Competitive Coevolutionary Multi-Agent Systems: the Application to Mapping and Scheduling Problems

838

Abstract

A new paradigm for a parallel and distributed evolutionary computation is proposed in the paper. The main idea of the proposed approach is based on considering a given system as a multi-agent system with game-theoretic models of interaction between players. For this purpose a model of noncooperative {\it N}-person games with limited interaction is considered. Each player in the game has a payoff function and a set of actions.

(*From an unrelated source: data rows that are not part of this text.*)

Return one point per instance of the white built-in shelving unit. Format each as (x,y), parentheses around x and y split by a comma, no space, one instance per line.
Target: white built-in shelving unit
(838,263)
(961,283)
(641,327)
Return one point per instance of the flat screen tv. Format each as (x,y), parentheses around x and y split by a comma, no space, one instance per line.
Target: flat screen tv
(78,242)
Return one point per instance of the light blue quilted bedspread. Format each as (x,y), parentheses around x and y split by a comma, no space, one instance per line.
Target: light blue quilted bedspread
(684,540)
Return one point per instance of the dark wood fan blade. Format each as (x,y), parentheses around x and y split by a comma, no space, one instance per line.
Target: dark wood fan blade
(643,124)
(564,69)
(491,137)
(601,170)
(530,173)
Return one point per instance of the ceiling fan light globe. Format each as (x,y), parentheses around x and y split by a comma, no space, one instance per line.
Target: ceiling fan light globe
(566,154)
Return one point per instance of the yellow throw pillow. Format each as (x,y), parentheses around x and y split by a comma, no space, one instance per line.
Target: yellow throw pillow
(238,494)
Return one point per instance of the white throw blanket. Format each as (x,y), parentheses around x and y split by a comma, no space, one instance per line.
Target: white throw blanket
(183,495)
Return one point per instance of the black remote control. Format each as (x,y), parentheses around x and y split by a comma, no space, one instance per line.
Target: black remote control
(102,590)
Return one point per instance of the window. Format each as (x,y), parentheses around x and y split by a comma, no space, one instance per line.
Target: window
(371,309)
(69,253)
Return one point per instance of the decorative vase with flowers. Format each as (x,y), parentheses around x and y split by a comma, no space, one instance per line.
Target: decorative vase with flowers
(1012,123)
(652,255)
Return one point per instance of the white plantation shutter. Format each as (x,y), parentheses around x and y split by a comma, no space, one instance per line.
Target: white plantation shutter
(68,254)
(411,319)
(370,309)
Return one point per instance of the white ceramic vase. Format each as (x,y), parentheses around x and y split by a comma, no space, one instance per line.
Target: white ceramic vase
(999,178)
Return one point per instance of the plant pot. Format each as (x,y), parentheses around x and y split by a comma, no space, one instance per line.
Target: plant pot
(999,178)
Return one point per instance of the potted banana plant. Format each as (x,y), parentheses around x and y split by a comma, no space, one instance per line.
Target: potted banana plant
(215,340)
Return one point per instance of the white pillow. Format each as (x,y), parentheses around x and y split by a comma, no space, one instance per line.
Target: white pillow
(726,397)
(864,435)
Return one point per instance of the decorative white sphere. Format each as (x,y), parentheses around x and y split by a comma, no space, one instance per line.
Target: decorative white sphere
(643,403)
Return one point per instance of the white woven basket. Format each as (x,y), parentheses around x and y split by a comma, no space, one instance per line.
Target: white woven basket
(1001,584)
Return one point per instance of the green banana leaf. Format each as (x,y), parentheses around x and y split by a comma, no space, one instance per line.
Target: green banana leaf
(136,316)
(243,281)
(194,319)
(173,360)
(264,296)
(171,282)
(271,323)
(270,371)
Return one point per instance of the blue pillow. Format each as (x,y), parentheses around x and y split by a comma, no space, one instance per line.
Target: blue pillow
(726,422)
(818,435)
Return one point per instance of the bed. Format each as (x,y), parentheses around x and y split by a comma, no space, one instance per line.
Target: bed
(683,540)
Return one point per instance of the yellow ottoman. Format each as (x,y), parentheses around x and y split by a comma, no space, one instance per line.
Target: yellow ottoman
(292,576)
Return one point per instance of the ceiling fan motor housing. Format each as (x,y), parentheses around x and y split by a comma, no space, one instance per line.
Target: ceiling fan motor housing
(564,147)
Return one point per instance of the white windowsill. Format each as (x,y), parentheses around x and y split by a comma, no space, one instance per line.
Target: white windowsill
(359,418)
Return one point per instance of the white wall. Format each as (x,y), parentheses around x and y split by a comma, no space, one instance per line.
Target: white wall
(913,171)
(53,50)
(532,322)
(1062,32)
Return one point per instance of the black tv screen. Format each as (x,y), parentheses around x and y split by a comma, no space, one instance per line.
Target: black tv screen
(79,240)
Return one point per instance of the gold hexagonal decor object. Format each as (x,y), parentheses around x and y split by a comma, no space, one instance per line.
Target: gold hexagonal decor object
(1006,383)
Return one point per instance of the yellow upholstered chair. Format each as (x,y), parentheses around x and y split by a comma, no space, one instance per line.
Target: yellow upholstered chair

While players compete to maximize their payoffs, we are interested in the global behavior of the team of players, measured by the average payoff received by the team. To evolve a global behavior in the system, we propose three distributed schemes with evaluation of only local fitness functions. The first scheme uses $\varepsilon$~-~learning automata and is compared with two coevolutionary schemes, which we call loosely coupled genetic algorithms, and loosely coupled classifier systems respectively. We present simulation results which indicate that the global behavior in the systems emerges, and is achieved in particular by only a local cooperation between players acting without global information about the system. The models of multi-agent systems are applied to develop parallel and distributed algorithms of dynamic mapping and scheduling tasks in parallel computers.


Key words: distributed artificial intelligence, evolutionary computation, game theory, learning automata, multi-agent systems, multiprocessors, parallel mapping and scheduling.